Deux types de crises pourraient toucher certains pays de la zone euro et mettre en danger cette dernière : une crise de balance des paiements due à l’impossibilité de continuer à financer le déficit de la balance courante, et imposant une contraction de la demande intérieure ; une crise de la dette publique liée à l’impossibilité de continuer à financer une augmentation du taux d’endettement public, et imposant une forte réduction du déficit public.
Le premier type de crises, plus méconnu, est celui lié aux balances des paiements. Une telle crise survient quand un pays est dans l’incapacité de financer son déficit extérieur par des entrées de capitaux. Si les investisseurs doutent de la capacité de ce pays de rembourser ou si la rentabilité de leurs placements est jugée insuffisante, ils refusent de prêter amenant à une forte hausse des taux d’intérêt et à un blocage de l’économie. En Europe, une telle crise s’est produite entre 2010 et 2013. Elle a concerné plusieurs États d’Europe du Sud (Grèce, Portugal, Espagne et Italie). L’arrêt du financement des déficits extérieurs par les investisseurs essentiellement allemands et néerlandais a contraint les pays de l’Europe du Sud à rééquilibrer leurs comptes extérieurs en diminuant la demande intérieure. Cette diminution est rendue possible par une politique budgétaire plus rigoureuse. De leurs côtés, les excédents allemands et néerlandais ont été placés en dehors de l’Europe, en particulier aux États-Unis.
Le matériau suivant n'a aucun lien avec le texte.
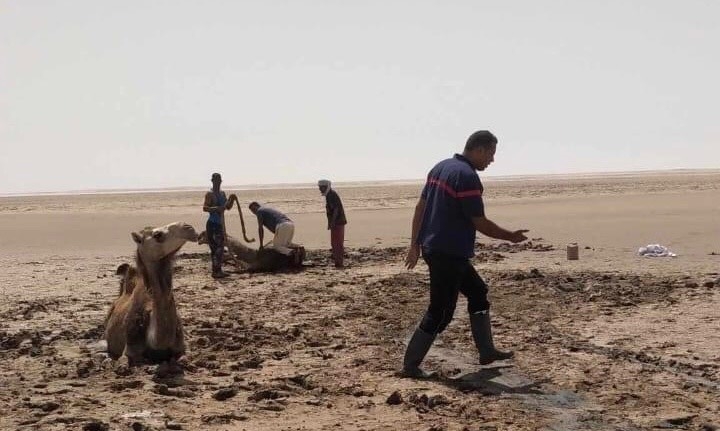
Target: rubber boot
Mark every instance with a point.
(482, 334)
(417, 349)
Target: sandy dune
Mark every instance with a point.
(610, 342)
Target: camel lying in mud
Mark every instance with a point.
(143, 323)
(265, 260)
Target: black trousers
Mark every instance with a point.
(216, 241)
(450, 275)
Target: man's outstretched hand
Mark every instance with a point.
(412, 256)
(518, 236)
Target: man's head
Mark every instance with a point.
(216, 179)
(480, 149)
(324, 186)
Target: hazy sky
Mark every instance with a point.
(126, 94)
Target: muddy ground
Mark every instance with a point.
(319, 350)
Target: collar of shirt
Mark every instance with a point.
(464, 159)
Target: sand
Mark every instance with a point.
(611, 341)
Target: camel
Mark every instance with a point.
(143, 323)
(265, 260)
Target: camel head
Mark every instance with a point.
(155, 244)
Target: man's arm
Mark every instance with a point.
(414, 250)
(261, 231)
(489, 228)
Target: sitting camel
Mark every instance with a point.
(264, 260)
(143, 323)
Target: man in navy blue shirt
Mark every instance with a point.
(448, 214)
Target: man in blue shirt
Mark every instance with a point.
(447, 215)
(216, 203)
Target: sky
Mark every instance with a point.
(99, 94)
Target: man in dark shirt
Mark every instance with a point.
(277, 223)
(447, 215)
(336, 221)
(216, 204)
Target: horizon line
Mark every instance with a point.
(356, 183)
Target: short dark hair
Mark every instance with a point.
(481, 138)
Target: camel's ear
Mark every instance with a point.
(122, 269)
(137, 237)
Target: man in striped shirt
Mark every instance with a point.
(448, 214)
Une crise de la dette publique est également possible. Elle survient quand un pays ne peut plus continuer à financer son déficit budgétaire par un supplément d’endettement public. Le symptôme d’une telle crise est la hausse des taux d’intérêt à long terme.
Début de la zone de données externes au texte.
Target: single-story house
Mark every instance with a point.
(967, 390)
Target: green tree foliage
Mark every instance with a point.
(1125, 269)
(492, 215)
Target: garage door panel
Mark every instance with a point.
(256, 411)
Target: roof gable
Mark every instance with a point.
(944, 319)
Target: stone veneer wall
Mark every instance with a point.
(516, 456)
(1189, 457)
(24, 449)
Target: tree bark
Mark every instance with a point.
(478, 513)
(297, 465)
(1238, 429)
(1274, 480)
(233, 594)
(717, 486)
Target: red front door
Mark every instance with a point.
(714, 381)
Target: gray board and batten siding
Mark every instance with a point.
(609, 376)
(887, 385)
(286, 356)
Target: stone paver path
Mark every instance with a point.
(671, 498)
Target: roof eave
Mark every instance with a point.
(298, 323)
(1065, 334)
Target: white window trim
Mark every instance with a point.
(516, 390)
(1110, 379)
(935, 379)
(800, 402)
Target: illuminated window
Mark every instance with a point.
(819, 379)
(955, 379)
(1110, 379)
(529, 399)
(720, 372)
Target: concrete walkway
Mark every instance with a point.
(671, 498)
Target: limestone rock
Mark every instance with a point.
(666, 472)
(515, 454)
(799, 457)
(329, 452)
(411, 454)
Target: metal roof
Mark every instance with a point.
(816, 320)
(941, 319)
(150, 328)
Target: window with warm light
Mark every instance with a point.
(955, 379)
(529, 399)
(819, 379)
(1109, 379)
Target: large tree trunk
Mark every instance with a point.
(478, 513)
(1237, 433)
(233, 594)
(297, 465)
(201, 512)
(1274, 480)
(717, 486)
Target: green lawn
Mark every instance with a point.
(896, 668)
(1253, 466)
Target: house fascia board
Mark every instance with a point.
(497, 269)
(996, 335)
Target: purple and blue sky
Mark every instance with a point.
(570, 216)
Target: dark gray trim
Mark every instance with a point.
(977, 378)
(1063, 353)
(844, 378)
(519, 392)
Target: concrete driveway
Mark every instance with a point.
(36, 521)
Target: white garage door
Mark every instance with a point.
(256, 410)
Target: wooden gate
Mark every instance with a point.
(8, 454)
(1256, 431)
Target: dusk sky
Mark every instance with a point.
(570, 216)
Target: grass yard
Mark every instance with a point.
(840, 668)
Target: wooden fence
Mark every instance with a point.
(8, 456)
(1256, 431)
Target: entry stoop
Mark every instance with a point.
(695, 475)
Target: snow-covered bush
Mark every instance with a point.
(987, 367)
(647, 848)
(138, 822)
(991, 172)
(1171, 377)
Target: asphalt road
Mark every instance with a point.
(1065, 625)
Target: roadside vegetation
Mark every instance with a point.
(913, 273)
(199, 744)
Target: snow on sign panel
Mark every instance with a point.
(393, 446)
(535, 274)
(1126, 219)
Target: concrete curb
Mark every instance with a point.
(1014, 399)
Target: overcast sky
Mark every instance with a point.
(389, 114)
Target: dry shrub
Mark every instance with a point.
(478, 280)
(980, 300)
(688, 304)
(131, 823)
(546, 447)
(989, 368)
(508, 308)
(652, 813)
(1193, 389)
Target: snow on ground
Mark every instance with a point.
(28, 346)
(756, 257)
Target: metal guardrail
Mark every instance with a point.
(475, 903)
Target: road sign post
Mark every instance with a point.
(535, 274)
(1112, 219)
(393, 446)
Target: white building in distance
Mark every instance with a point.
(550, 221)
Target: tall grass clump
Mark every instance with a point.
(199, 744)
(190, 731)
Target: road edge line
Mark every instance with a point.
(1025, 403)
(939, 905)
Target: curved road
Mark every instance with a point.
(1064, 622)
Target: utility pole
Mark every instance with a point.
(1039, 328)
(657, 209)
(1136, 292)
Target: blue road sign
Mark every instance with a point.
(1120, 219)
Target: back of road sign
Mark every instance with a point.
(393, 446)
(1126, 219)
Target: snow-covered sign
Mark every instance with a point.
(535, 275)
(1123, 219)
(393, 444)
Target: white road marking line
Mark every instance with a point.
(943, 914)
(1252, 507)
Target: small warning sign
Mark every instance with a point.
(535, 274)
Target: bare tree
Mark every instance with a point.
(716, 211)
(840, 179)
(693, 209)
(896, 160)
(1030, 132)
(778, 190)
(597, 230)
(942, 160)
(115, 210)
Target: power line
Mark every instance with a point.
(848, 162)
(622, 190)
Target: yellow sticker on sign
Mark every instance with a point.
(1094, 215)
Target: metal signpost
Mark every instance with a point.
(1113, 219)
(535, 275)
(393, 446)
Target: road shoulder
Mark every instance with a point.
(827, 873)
L’Espagne, le Portugal et la Grèce étaient dans cette situation dans les années 2010 et 2013. Ils cumulaient les deux types de crise. Leurs déficits publics étaient alors supérieurs à 8 % du PIB. Le cumul des deux types de crises les exposait doublement à la montée des écarts de taux avec ceux de l’Allemagne. Comme pour une crise des paiements extérieurs, la solution passe par une politique budgétaire restrictive. La conséquence avait été un repli du PIB pour la Grèce, l’Epargne, le Portugal et l’Italie entre 2010 et 2016. Le recul du PIB a alors été de 2 à 3 points en Italie et au Portugal, de près de 10 points en Espagne et de près de 20 points en Grèce. En 2022, tous ces pays ont un PIB supérieur à celui de 2010, à l’exception de la Grèce. Ce dernier pays est le seul des États d’Europe du Sud à avoir connu une restructuration de la dette publique en 2011-2012, qui s’est accompagnée d’une forte contraction des dépenses publiques (-30 %).
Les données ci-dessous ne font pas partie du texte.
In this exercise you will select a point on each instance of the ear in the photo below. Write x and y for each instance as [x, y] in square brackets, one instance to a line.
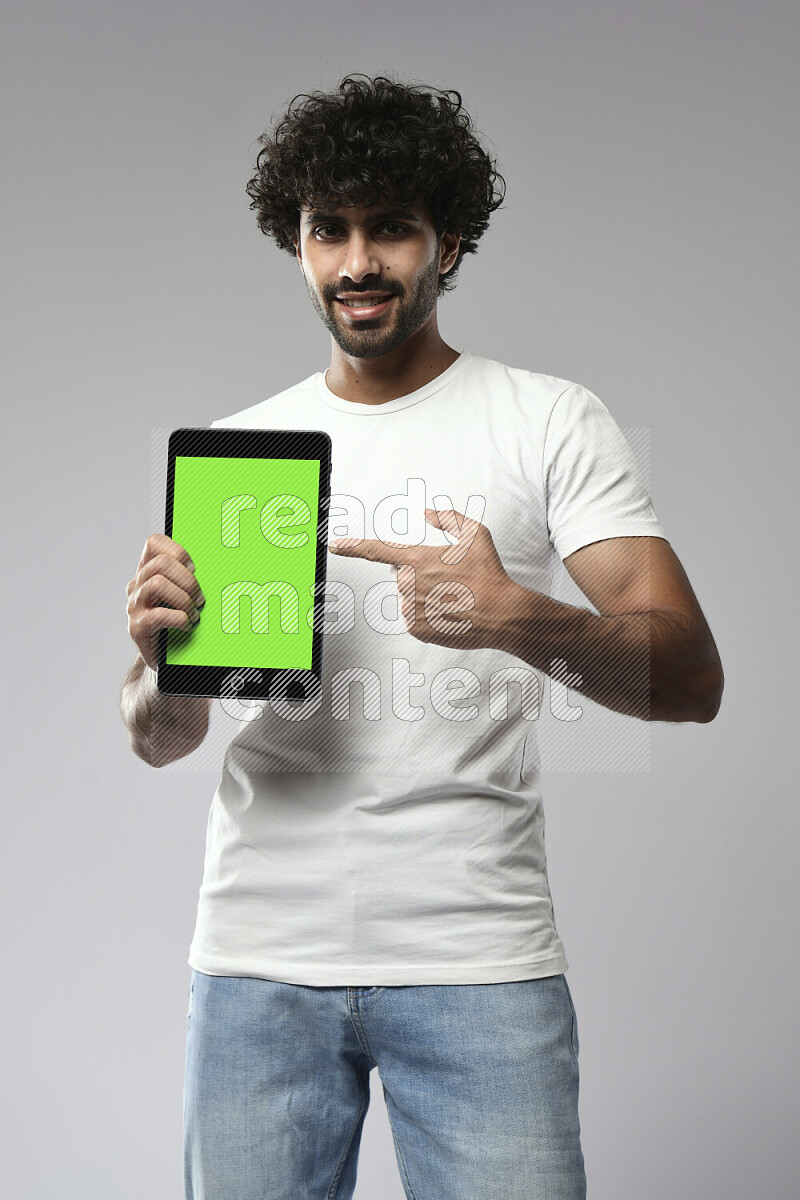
[447, 251]
[295, 239]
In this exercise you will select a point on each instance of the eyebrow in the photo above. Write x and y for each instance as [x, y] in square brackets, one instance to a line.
[383, 215]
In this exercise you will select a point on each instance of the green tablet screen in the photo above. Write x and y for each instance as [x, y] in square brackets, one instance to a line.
[250, 527]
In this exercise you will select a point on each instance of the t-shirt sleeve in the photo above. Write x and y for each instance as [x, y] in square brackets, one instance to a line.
[593, 486]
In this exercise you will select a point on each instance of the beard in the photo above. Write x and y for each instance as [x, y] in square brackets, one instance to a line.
[368, 340]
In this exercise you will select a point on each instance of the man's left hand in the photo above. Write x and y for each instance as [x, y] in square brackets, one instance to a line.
[457, 595]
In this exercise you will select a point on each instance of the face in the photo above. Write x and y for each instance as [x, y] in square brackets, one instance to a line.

En 2023, une crise de balance des paiements a peu de risque de survenir. L’Espagne, l’Italie, le Portugal sont à l’équilibre voire en léger excédent. Les seuls pays à enregistrer un déficit en la matière sont la Grèce et la France mais la situation de l’une comme de l’autre n’inspire pas, en l’état, de crainte particulière. Le déficit de la balance des paiements la France s’élève à un point de PIB. Si celui de la Grèce a pu atteindre jusqu’à 7 points de PIB en rythme mensuel au moment de la hausse de l’énergie, il tend à se réduire rapidement.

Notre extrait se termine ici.